Video: Why look at case studies?

Look at classic CNN is a good way to gain intuition about how CNNs work. Also, in computer vision, successful architecture for one task is often good for another task.

Classic CNN examples looked at this week:

LeNet-5
AlexNet
VGG
ResNet
Inception

Video: Classic Networks

LeNet-5 (1998)

Introduced to recognize black&white hand-written digits (32x32x1). The architecture is described below. Note that at the time of the paper, padding was not common. So all convolutional layers shrink the size of the image.

Convolutional layer: 5x5, stride=1, 6 channels -> output: 28x28xg
average pooling (today would probably use max pooling): 2x2, stride=2 -> output: 14x14x6.
Convolutional layer: 5x5, stride=1, 16 channels -> output: 10x10x16
average pooling : 2x2, stride=2 -> output: 5x5x16.
fully connected layers: 400x120, 120x84, 84x10.
output layer today would probably be a softmax. In the paper, they used something else that is not common today.

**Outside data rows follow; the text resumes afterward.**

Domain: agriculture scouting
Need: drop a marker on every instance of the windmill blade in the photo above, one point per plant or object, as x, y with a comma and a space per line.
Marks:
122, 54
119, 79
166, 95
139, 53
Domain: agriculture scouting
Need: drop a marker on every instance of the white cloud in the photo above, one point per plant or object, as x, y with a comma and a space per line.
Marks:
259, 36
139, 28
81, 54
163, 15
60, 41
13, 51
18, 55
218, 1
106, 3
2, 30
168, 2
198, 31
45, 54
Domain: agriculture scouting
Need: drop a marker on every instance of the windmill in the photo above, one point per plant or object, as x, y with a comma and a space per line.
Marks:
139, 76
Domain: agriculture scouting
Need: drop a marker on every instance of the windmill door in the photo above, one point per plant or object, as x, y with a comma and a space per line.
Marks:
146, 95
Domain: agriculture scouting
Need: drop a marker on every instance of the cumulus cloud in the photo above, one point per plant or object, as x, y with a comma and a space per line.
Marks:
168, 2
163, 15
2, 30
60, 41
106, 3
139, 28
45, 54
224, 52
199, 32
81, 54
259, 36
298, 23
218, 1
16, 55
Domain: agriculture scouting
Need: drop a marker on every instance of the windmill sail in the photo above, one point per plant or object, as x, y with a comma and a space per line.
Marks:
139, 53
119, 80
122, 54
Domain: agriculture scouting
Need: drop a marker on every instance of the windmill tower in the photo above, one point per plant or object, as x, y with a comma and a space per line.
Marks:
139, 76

All non-linearities were tanh or sigmoid. Also, they applied activation functions after the pooling layers. Total network had about 60,000 parameters, which is small by today’s standard (>1M parameters). However variation in image size through the network remains current: height and width go down, number of channels go up. Another aspect that remains often true today is the alternance of the layers: conv, pool, conv, pool, fc, output. A last note, they had a different way of apply the kernels to the input image (i.e, didn’t have kernels with the same number of channels as the input).

AlexNet (2012)

The architecture is described below. The input image is 227x227x3.

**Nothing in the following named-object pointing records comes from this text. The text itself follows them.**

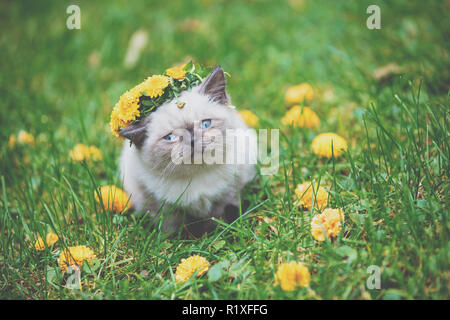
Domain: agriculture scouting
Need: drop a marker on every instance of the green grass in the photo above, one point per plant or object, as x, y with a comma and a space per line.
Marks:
392, 184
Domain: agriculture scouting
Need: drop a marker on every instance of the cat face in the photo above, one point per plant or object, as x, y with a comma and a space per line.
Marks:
177, 140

conv layer, 11x11, stride=4, 96 channels -> 55x55x96
max pooling, 3x3, stride=2 -> 27x27x96
conv layer, 5x5, same padding, 256 channels -> 27x27x256
max pooling, 3x3, stride=2 -> 13x13x256
conv layer, 3x3, same padding, 384 channels ->13x13x384
conv layer, 3x3, same padding, 384 channels ->13x13x384
conv layer, 3x3, same padding, 256 channels ->13x13x256
max pooling, 3x3, stride=2 -> 6x6x256
conv layer, 3x3, same padding, 384 channels ->13x13x384
conv layer, 3x3, same padding, 384 channels ->13x13x384
conv layer, 3x3, same padding, 256 channels ->13x13x256
Fully-connected layers: 9216 -> 4096 -> 4096 -> 1,000 (Softmax)

Many similarities with LeNet-5, but AlexNet has about 60M parameters. Also, they used ReLU activation functions. They also used another type of layer called Local Response Normalization, which normalizes each pixel/position across all channels. This type of layer is not really used anymore as it was found that it had a very small impact on the results.

VGG-16 (2015)

The architecture can be visualized here. VGG-16 really simplified the neural networks architecture. It only relies on a single type of convolutional layer (3x3, stride=1, same padding) and a single type of max pooling (2x2, stride=2). The input is 224x224x3.

conv: 64 channels
conv: 64 channels -> 224x224x64
max pooling -> 112x112x64
conv: 128 channels
conv: 128 channels -> 112x112x128
max pooling -> 56x56x128
conv: 256 channels
conv: 256 channels
conv: 256 channels -> 56x56x256
max pooling -> 28x28x256
conv: 512 channels
conv: 512 channels
conv: 512 channels -> 28x28x512
max pooling -> 14x14x512
conv: 512 channels
conv: 512 channels
conv: 512 channels -> 14x14x512
max pooling -> 7x7x512
fc: 4096 -> 4096 -> 10,000 (softmax)

VGG-16 has about 138M parameters, which is large even by today’s standards. 16 is the number of layers. There is also a VGG-19, but performance is comparable. VGG is attractive to the community b/c it simplifies the construction of the network by systematizing the change in height/width and channels from one layer to the next.

Video: ResNets (2016)

ResNets was introduced to help training of very deep neural networks. In practice, we notice that training error for plain network will start to increase after a certain depth is reached. ResNets allows to train networks of 100 or 1,000 layers deep and still see the training error gradually decrease as the depth of the network increases. ResNets helps with the problems of vanishing and exploding gradients.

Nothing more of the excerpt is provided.